The Do-Over
It has been a long time since Adam Sandler graced the big or small screen in a meaningful or funny way. The Do-Over may be his worst movie to date, despite a seemingly promising premise. It follows Charlie (David Spade) a man that runs a bank in a grocery store (old ladies ask him where food goes but he works in a bank, get it?) and Max (Adam Sandler) a slacker and friend of Charlie’s from way back when. They reconnect at their high school reunion where Charlie feels emasculated by his wife and her ex-husband. Before long Max is spinning lies, fakes their deaths, and the duo start a new life in a Panamanian mansion.
Just when it looks like things might get interesting with Max and Charlie living off the wealth of the men whose bodies were used to fake their own deaths, things go south horribly fast. The two are caught in a web of deceit and poorly executed action sequences on a quest to find the cure for cancer. I understand, dear reader, if you stop reading now. I almost turned Netflix off at this point. It stinks!
As an action-comedy, The Do-Over fails on both counts. Sandler is still devoid of the goofy charm that made him so popular all those years ago, and as the straight man, Spade has nothing to work off of. The action/conspiracy part of the story is so dumb, it is overly convoluted, the action is poorly done and takes up too much time. There is little attempt at humour once the action kicks in full force halfway through this nearly two-hour long train wreck. Once the attempts at jokes dry up the plot is so dull and unintentionally stupid that there is little reason to continue watching. Even the crude humour is so inconsistent it is perplexing. In one scene two gorgeous women flash the boys their “pairs”, and a few minutes later Sandler is watching Spade having a threesome with a tramp from the bar and the shot-boy (Luis Guzman). The woman is almost fully clothed while the boys are pleasuring her from both ends before they switch positions and Spade gets Guzman’s ball sweat on his face.
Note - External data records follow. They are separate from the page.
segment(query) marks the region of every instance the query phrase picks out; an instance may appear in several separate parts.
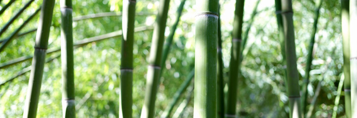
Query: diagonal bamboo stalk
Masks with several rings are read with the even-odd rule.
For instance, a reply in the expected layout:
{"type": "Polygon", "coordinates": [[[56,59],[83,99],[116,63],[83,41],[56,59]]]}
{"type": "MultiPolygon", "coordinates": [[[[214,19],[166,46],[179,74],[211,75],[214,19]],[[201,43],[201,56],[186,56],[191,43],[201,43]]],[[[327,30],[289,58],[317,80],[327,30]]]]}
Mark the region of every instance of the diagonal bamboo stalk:
{"type": "MultiPolygon", "coordinates": [[[[153,28],[152,26],[144,26],[144,27],[138,27],[135,28],[135,32],[139,32],[139,31],[146,31],[148,30],[152,30],[153,29],[153,28]]],[[[75,43],[73,46],[75,47],[82,47],[85,45],[87,45],[89,43],[91,43],[92,42],[98,42],[104,39],[106,39],[109,38],[113,38],[117,36],[121,36],[122,34],[122,31],[118,30],[114,32],[112,32],[110,33],[99,35],[99,36],[96,36],[88,38],[85,38],[82,40],[81,40],[80,41],[77,41],[76,43],[75,43]]],[[[50,54],[52,53],[57,52],[60,51],[60,48],[56,48],[56,49],[53,49],[51,50],[49,50],[48,51],[47,51],[48,54],[50,54]]],[[[5,67],[7,67],[9,66],[12,65],[13,64],[15,64],[20,62],[22,62],[26,60],[28,60],[29,59],[32,59],[33,58],[33,56],[23,56],[12,60],[9,60],[7,62],[0,63],[0,69],[4,68],[5,67]]]]}
{"type": "Polygon", "coordinates": [[[218,0],[196,0],[194,118],[217,116],[218,0]]]}
{"type": "Polygon", "coordinates": [[[175,92],[172,100],[170,102],[169,106],[164,111],[163,113],[161,116],[161,118],[169,118],[171,112],[173,110],[175,105],[177,103],[180,96],[184,93],[187,87],[190,85],[190,83],[192,81],[192,78],[195,75],[195,68],[193,68],[190,74],[187,76],[187,78],[184,82],[180,86],[179,89],[175,92]]]}
{"type": "Polygon", "coordinates": [[[32,20],[32,19],[35,17],[35,16],[36,16],[37,13],[38,13],[41,10],[41,8],[40,7],[37,10],[36,10],[36,11],[35,11],[35,13],[32,14],[31,16],[30,16],[23,23],[16,29],[15,31],[14,31],[12,34],[7,38],[6,38],[5,40],[3,41],[3,42],[1,43],[1,46],[0,47],[0,53],[2,52],[4,49],[5,49],[5,48],[9,44],[9,43],[13,40],[14,38],[18,36],[17,33],[18,33],[19,32],[20,32],[20,30],[21,30],[25,26],[27,25],[27,23],[30,22],[30,21],[32,20]]]}
{"type": "Polygon", "coordinates": [[[155,101],[158,88],[162,55],[162,46],[170,0],[160,0],[158,13],[153,30],[146,81],[146,91],[141,118],[153,118],[155,101]]]}
{"type": "Polygon", "coordinates": [[[301,114],[299,73],[296,64],[295,37],[293,20],[292,0],[281,0],[281,14],[285,39],[287,60],[287,88],[289,99],[290,118],[302,118],[301,114]]]}
{"type": "Polygon", "coordinates": [[[307,85],[309,83],[309,78],[310,76],[310,71],[311,69],[311,62],[313,59],[312,52],[313,51],[313,45],[315,43],[315,35],[317,30],[317,23],[318,21],[318,17],[320,14],[320,9],[322,4],[322,0],[318,0],[316,3],[316,8],[315,8],[315,15],[314,16],[313,27],[312,28],[312,32],[311,34],[311,39],[310,39],[310,44],[308,46],[308,54],[307,54],[307,59],[306,60],[306,69],[305,70],[306,74],[303,84],[303,94],[302,98],[302,105],[303,108],[303,114],[306,113],[306,106],[307,105],[307,85]]]}
{"type": "Polygon", "coordinates": [[[75,118],[72,0],[60,0],[62,118],[75,118]]]}
{"type": "Polygon", "coordinates": [[[15,1],[15,0],[10,0],[9,1],[9,2],[7,2],[6,5],[5,5],[5,6],[2,7],[2,8],[1,8],[1,9],[0,10],[0,15],[2,14],[2,13],[3,13],[3,12],[5,11],[5,10],[6,10],[6,9],[7,9],[7,7],[9,7],[9,6],[10,6],[10,5],[11,5],[11,4],[12,4],[12,3],[13,3],[14,1],[15,1]]]}
{"type": "Polygon", "coordinates": [[[240,73],[239,66],[242,42],[242,28],[243,23],[244,0],[236,0],[234,12],[233,39],[231,51],[231,60],[229,63],[229,79],[228,83],[228,91],[227,98],[226,118],[236,117],[237,95],[238,84],[238,74],[240,73]]]}
{"type": "Polygon", "coordinates": [[[119,117],[132,118],[133,110],[133,46],[135,21],[136,0],[123,0],[120,65],[119,117]]]}
{"type": "Polygon", "coordinates": [[[20,15],[21,15],[22,12],[24,12],[25,9],[27,8],[27,7],[28,7],[34,1],[35,1],[35,0],[30,0],[30,1],[28,2],[27,3],[26,3],[23,7],[22,7],[22,8],[20,9],[19,12],[17,12],[17,13],[16,13],[16,14],[13,17],[12,17],[11,19],[10,19],[8,22],[7,22],[7,23],[5,25],[4,27],[1,28],[1,30],[0,30],[0,36],[1,36],[4,32],[5,32],[5,31],[6,31],[6,30],[7,30],[7,29],[9,28],[9,26],[10,26],[10,25],[11,25],[11,24],[14,22],[15,20],[16,20],[17,17],[18,17],[20,15]]]}
{"type": "Polygon", "coordinates": [[[36,35],[36,43],[35,45],[32,67],[25,102],[23,118],[36,117],[54,1],[54,0],[43,0],[39,22],[39,31],[37,31],[36,35]]]}
{"type": "Polygon", "coordinates": [[[343,50],[343,72],[345,75],[345,111],[351,118],[351,74],[350,69],[350,0],[341,0],[341,23],[343,50]]]}

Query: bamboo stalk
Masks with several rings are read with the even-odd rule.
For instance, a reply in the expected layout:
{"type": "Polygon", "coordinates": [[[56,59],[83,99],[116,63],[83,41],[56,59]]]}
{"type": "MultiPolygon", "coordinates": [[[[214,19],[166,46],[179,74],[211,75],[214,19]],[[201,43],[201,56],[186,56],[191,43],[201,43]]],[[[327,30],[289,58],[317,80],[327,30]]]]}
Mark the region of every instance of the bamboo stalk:
{"type": "MultiPolygon", "coordinates": [[[[176,11],[176,19],[175,20],[175,22],[174,23],[173,25],[172,25],[171,29],[170,29],[170,34],[169,34],[168,36],[167,36],[167,38],[166,38],[166,41],[165,41],[163,48],[163,53],[162,54],[162,59],[161,59],[162,61],[161,62],[161,66],[165,65],[165,61],[167,59],[167,56],[168,56],[169,52],[170,52],[170,50],[171,49],[171,44],[172,44],[172,40],[173,40],[173,36],[175,35],[175,31],[176,31],[176,29],[178,25],[178,23],[180,21],[180,18],[181,18],[182,10],[183,9],[184,5],[185,5],[185,2],[186,0],[181,0],[181,3],[180,3],[179,7],[177,8],[177,11],[176,11]]],[[[161,76],[163,70],[163,69],[160,70],[160,76],[161,76]]]]}
{"type": "Polygon", "coordinates": [[[132,118],[133,106],[133,46],[136,0],[123,0],[121,63],[120,65],[120,118],[132,118]]]}
{"type": "Polygon", "coordinates": [[[14,38],[17,36],[17,33],[18,33],[19,32],[20,32],[20,30],[21,30],[22,28],[23,28],[26,25],[27,25],[27,23],[30,22],[30,21],[32,20],[32,19],[35,17],[35,16],[36,16],[37,13],[38,13],[41,10],[41,8],[39,8],[36,10],[36,11],[35,11],[35,13],[32,14],[19,27],[17,28],[17,29],[14,31],[12,34],[6,39],[3,41],[3,42],[1,43],[1,46],[0,47],[0,53],[1,53],[2,51],[3,51],[4,49],[5,49],[5,48],[6,46],[8,45],[8,44],[13,40],[14,38]]]}
{"type": "MultiPolygon", "coordinates": [[[[350,1],[350,31],[357,31],[357,0],[350,1]]],[[[350,33],[351,118],[357,118],[357,33],[350,33]]]]}
{"type": "Polygon", "coordinates": [[[23,118],[36,118],[41,88],[44,65],[50,35],[54,0],[44,0],[36,35],[32,68],[30,75],[23,118]]]}
{"type": "Polygon", "coordinates": [[[228,83],[228,91],[227,98],[227,111],[226,118],[237,117],[236,106],[240,72],[241,42],[242,41],[242,28],[244,12],[244,0],[236,0],[236,9],[234,12],[233,39],[231,51],[231,61],[229,63],[229,79],[228,83]]]}
{"type": "Polygon", "coordinates": [[[150,49],[150,65],[148,67],[146,92],[142,109],[142,118],[153,118],[155,115],[155,100],[159,82],[162,45],[169,3],[170,0],[160,0],[150,49]]]}
{"type": "Polygon", "coordinates": [[[220,5],[218,4],[218,22],[217,39],[217,116],[224,118],[224,80],[223,78],[223,60],[222,54],[222,33],[221,18],[219,15],[220,5]]]}
{"type": "MultiPolygon", "coordinates": [[[[152,30],[153,29],[153,27],[152,26],[144,26],[144,27],[138,27],[135,28],[135,32],[139,32],[139,31],[146,31],[148,30],[152,30]]],[[[96,42],[102,41],[104,39],[108,39],[110,38],[113,38],[117,36],[121,36],[122,34],[122,31],[118,30],[114,32],[112,32],[110,33],[99,35],[99,36],[96,36],[90,38],[85,38],[84,39],[81,40],[80,41],[77,41],[76,43],[74,43],[73,45],[73,46],[74,47],[82,47],[85,45],[87,45],[88,44],[92,43],[92,42],[96,42]]],[[[51,50],[49,50],[49,51],[47,51],[47,54],[51,54],[52,53],[57,52],[59,51],[60,51],[60,48],[56,48],[56,49],[53,49],[51,50]]],[[[29,59],[32,59],[33,58],[33,56],[23,56],[11,60],[9,60],[7,62],[0,63],[0,69],[2,69],[3,68],[7,67],[9,66],[15,64],[17,64],[20,62],[22,62],[29,59]]]]}
{"type": "Polygon", "coordinates": [[[302,98],[302,105],[301,107],[303,108],[303,114],[305,114],[306,113],[306,106],[307,105],[308,103],[307,99],[308,98],[307,94],[307,85],[309,83],[309,78],[310,77],[310,71],[311,68],[311,62],[313,59],[313,45],[315,43],[315,35],[317,30],[317,23],[318,21],[318,17],[320,14],[320,9],[321,8],[322,4],[322,0],[317,0],[315,3],[315,8],[314,10],[314,22],[313,26],[312,28],[312,32],[311,34],[311,39],[310,39],[310,44],[308,46],[308,52],[307,54],[307,59],[306,59],[306,69],[305,69],[305,77],[304,80],[304,83],[303,84],[303,97],[302,98]]]}
{"type": "Polygon", "coordinates": [[[10,26],[10,25],[11,25],[11,24],[14,22],[15,20],[16,20],[17,17],[18,17],[20,15],[21,15],[22,12],[24,12],[25,9],[27,8],[27,7],[28,7],[34,1],[35,1],[35,0],[30,0],[30,1],[28,2],[27,3],[26,3],[23,7],[22,7],[22,8],[20,9],[19,12],[17,12],[17,13],[16,13],[16,14],[13,17],[12,17],[11,19],[10,19],[8,22],[7,22],[7,23],[6,23],[5,26],[2,27],[2,28],[1,28],[1,30],[0,30],[0,36],[1,36],[4,32],[5,32],[5,31],[6,31],[6,30],[7,30],[7,29],[9,28],[9,26],[10,26]]]}
{"type": "Polygon", "coordinates": [[[170,114],[173,109],[173,107],[177,103],[180,96],[184,93],[185,90],[187,88],[187,87],[190,85],[190,83],[192,81],[192,78],[193,78],[195,75],[195,68],[193,68],[190,74],[187,76],[187,78],[184,81],[183,83],[180,86],[179,89],[175,92],[174,94],[172,100],[170,102],[169,106],[164,111],[163,113],[161,116],[161,118],[169,118],[170,114]]]}
{"type": "Polygon", "coordinates": [[[62,118],[76,118],[72,0],[60,0],[62,118]]]}
{"type": "Polygon", "coordinates": [[[333,107],[332,118],[336,118],[337,116],[337,108],[338,107],[339,103],[340,102],[340,97],[341,97],[341,93],[342,91],[342,86],[343,86],[344,80],[345,75],[344,75],[344,73],[342,73],[342,75],[341,76],[341,79],[340,79],[340,82],[339,82],[338,84],[338,87],[337,88],[337,95],[336,95],[336,98],[335,99],[335,105],[333,107]]]}
{"type": "Polygon", "coordinates": [[[9,7],[9,6],[10,6],[10,5],[11,5],[11,4],[12,4],[12,3],[13,3],[14,1],[15,1],[15,0],[10,0],[9,1],[9,2],[7,2],[7,3],[6,5],[3,6],[3,7],[2,7],[1,9],[0,10],[0,15],[2,14],[2,13],[3,13],[3,12],[5,11],[5,10],[6,10],[6,9],[7,9],[7,7],[9,7]]]}
{"type": "Polygon", "coordinates": [[[281,0],[281,14],[285,39],[287,61],[287,88],[289,99],[290,118],[302,118],[300,104],[299,73],[296,64],[295,37],[291,0],[281,0]]]}
{"type": "Polygon", "coordinates": [[[343,72],[345,75],[345,111],[351,118],[351,74],[350,69],[350,0],[341,0],[341,23],[343,50],[343,72]]]}
{"type": "Polygon", "coordinates": [[[194,118],[216,118],[218,0],[196,4],[194,118]]]}

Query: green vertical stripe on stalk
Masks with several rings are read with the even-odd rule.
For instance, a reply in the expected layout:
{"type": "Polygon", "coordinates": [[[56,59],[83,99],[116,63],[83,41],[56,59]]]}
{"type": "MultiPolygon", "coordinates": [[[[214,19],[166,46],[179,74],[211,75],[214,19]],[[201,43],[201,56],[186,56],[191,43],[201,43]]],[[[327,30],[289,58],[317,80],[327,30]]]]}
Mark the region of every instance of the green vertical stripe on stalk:
{"type": "MultiPolygon", "coordinates": [[[[220,5],[218,4],[218,5],[220,5]]],[[[220,8],[220,6],[218,6],[220,8]]],[[[219,10],[219,9],[218,9],[219,10]]],[[[218,22],[217,33],[217,117],[224,118],[224,83],[223,79],[223,60],[222,56],[222,34],[221,19],[218,11],[218,22]]]]}
{"type": "Polygon", "coordinates": [[[24,22],[24,23],[22,23],[22,24],[17,28],[17,29],[15,30],[13,32],[12,32],[12,34],[7,38],[6,38],[5,40],[4,40],[3,42],[1,43],[1,46],[0,47],[0,52],[2,52],[4,49],[5,49],[5,48],[7,46],[7,45],[9,44],[10,42],[12,41],[12,40],[14,39],[14,38],[17,36],[17,34],[19,32],[20,32],[20,30],[22,30],[22,29],[25,27],[25,26],[27,25],[27,24],[30,22],[30,21],[32,20],[32,19],[35,17],[35,16],[36,16],[37,13],[38,13],[41,10],[41,8],[39,8],[36,10],[36,11],[35,11],[35,13],[32,14],[31,16],[30,16],[24,22]]]}
{"type": "Polygon", "coordinates": [[[10,6],[10,5],[11,5],[11,4],[12,4],[12,3],[13,3],[14,1],[15,1],[15,0],[10,0],[9,1],[9,2],[7,2],[7,3],[6,5],[5,5],[5,6],[3,6],[3,7],[2,7],[2,8],[1,8],[1,9],[0,10],[0,15],[1,15],[2,13],[3,13],[3,12],[5,11],[5,10],[6,10],[6,9],[7,9],[7,7],[9,7],[9,6],[10,6]]]}
{"type": "Polygon", "coordinates": [[[218,0],[196,4],[194,118],[216,118],[218,0]]]}
{"type": "Polygon", "coordinates": [[[119,117],[132,118],[133,106],[133,46],[135,0],[123,0],[121,62],[120,65],[120,96],[119,117]]]}
{"type": "MultiPolygon", "coordinates": [[[[15,20],[16,20],[17,18],[17,17],[18,17],[20,16],[20,15],[21,15],[22,13],[22,12],[24,12],[25,9],[27,8],[27,7],[28,7],[30,6],[30,5],[31,4],[32,2],[33,2],[34,1],[35,1],[35,0],[30,0],[28,2],[27,2],[27,3],[25,4],[25,6],[24,6],[24,7],[22,7],[22,8],[20,9],[19,12],[17,12],[17,13],[16,13],[16,14],[15,15],[15,16],[13,17],[12,17],[11,19],[10,19],[10,20],[8,22],[7,22],[7,23],[6,23],[6,24],[5,25],[5,26],[1,28],[1,30],[0,30],[0,36],[1,36],[4,32],[5,32],[5,31],[6,31],[6,30],[7,30],[7,29],[9,28],[9,26],[10,26],[10,25],[11,25],[11,24],[12,24],[12,23],[14,22],[15,20]]],[[[0,52],[1,52],[1,51],[0,51],[0,52]]]]}
{"type": "Polygon", "coordinates": [[[63,118],[75,118],[72,0],[59,0],[61,10],[61,60],[63,118]]]}
{"type": "Polygon", "coordinates": [[[169,3],[170,0],[160,0],[150,49],[150,65],[148,67],[146,92],[141,112],[142,118],[153,118],[155,115],[155,100],[159,82],[162,47],[169,3]]]}
{"type": "MultiPolygon", "coordinates": [[[[175,22],[173,25],[172,25],[172,27],[170,30],[170,34],[169,34],[168,36],[167,36],[167,38],[166,39],[166,41],[164,45],[163,53],[162,54],[162,59],[161,62],[161,66],[164,66],[165,64],[165,61],[166,60],[166,59],[167,59],[167,56],[168,55],[168,53],[170,52],[171,45],[172,43],[172,40],[173,40],[173,36],[175,35],[175,31],[176,31],[176,29],[177,28],[177,25],[178,25],[178,23],[180,21],[180,18],[181,18],[181,14],[182,13],[182,10],[183,9],[184,5],[185,5],[185,2],[186,0],[181,0],[180,5],[177,8],[177,11],[176,11],[176,19],[175,20],[175,22]]],[[[162,70],[163,69],[161,69],[160,70],[160,75],[161,74],[162,74],[162,70]]]]}
{"type": "Polygon", "coordinates": [[[302,98],[302,105],[301,107],[303,108],[302,112],[303,114],[305,115],[306,113],[306,106],[307,105],[307,85],[309,83],[309,78],[310,77],[310,70],[311,68],[311,62],[313,59],[312,55],[312,52],[313,51],[313,45],[315,43],[315,35],[316,32],[317,30],[317,23],[318,21],[318,17],[320,14],[320,8],[321,8],[322,4],[322,0],[317,0],[316,3],[316,6],[314,10],[314,22],[313,26],[312,28],[312,32],[311,34],[311,39],[310,39],[310,43],[308,45],[308,52],[307,54],[307,59],[306,62],[306,69],[305,69],[305,77],[303,81],[303,94],[302,98]]]}
{"type": "Polygon", "coordinates": [[[357,0],[350,0],[350,21],[351,118],[357,118],[357,0]]]}
{"type": "Polygon", "coordinates": [[[242,28],[243,23],[244,0],[236,0],[234,12],[233,31],[231,50],[231,60],[229,63],[229,79],[227,98],[226,118],[236,117],[237,95],[238,93],[238,74],[240,73],[241,42],[242,28]]]}
{"type": "Polygon", "coordinates": [[[351,76],[350,69],[350,0],[341,0],[341,23],[343,47],[343,72],[345,75],[345,111],[351,118],[351,76]]]}
{"type": "Polygon", "coordinates": [[[23,118],[36,117],[54,1],[44,0],[42,4],[23,118]]]}
{"type": "Polygon", "coordinates": [[[191,81],[192,81],[192,78],[194,78],[194,75],[195,68],[192,68],[191,72],[190,72],[190,74],[188,75],[188,76],[187,76],[187,78],[186,78],[186,79],[181,85],[181,86],[180,86],[180,88],[179,88],[179,89],[177,90],[177,91],[175,92],[175,94],[174,94],[172,100],[170,102],[170,104],[169,104],[169,106],[166,107],[166,108],[165,109],[165,111],[164,111],[163,113],[162,113],[162,115],[161,116],[161,118],[170,117],[170,114],[172,111],[174,106],[177,103],[177,102],[180,99],[180,96],[181,96],[181,95],[184,93],[186,88],[187,88],[187,87],[188,87],[188,86],[190,85],[190,83],[191,83],[191,81]]]}
{"type": "Polygon", "coordinates": [[[293,21],[292,0],[281,0],[281,15],[285,39],[287,62],[287,88],[289,99],[290,118],[302,118],[299,73],[297,68],[295,37],[293,21]]]}

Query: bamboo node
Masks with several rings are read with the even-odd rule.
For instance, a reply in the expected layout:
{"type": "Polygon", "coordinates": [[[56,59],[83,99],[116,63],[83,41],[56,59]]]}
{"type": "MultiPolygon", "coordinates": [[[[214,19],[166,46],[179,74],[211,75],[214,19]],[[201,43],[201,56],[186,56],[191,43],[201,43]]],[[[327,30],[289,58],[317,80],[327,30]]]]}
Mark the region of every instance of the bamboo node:
{"type": "Polygon", "coordinates": [[[233,39],[232,39],[232,42],[242,42],[242,39],[241,39],[241,38],[233,38],[233,39]]]}
{"type": "Polygon", "coordinates": [[[227,118],[237,118],[236,115],[224,114],[224,117],[227,118]]]}
{"type": "Polygon", "coordinates": [[[199,16],[213,17],[216,19],[218,19],[218,14],[212,12],[202,12],[201,13],[199,13],[196,16],[196,17],[199,16]]]}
The audience gets a full on view of Guzman’s ball sweat dripping on Spade in the least funny way possible. While jokes are attempted about Spade’s involvement in this threesome, nobody questions Sandler sitting there watching the event unfold.
The action centers around the un-dynamic duo being chased and shot at by a German guy known only as the gymnast (Torsten Voges) as they track down the wife of one of the identities they stole in their quest to find answers, and of course, the cure for cancer. It’s all very forced and unconvincing, despite Voges’s flips and cartwheels which add nothing to very bland by-the-numbers Hollywood shooting. Even the torture scene comes off as contrived, as if the gymnast must like torturing people in the butt while he electrocutes himself just because he is German. There is just nothing in the serious plot that manages to heighten the drama, but there is an abundance of soul crushing boredom.
Despite concepts and ideas that should be funny or dramatic, there is no execution anywhere that allows any jokes or action to have any impact on the audience. As things go on they get more and more absurd, and fewer attempts at humour are made in place of the dumbest conspiracy to ever grace the small or big screen. When the credits started to roll at long last, the words going through my mind were not from the film, but a quote from Futurama’s robotic Calculon, “That was so bad I think it gave me cancer.” Now if you’ll excuse me, I need to go see a doctor.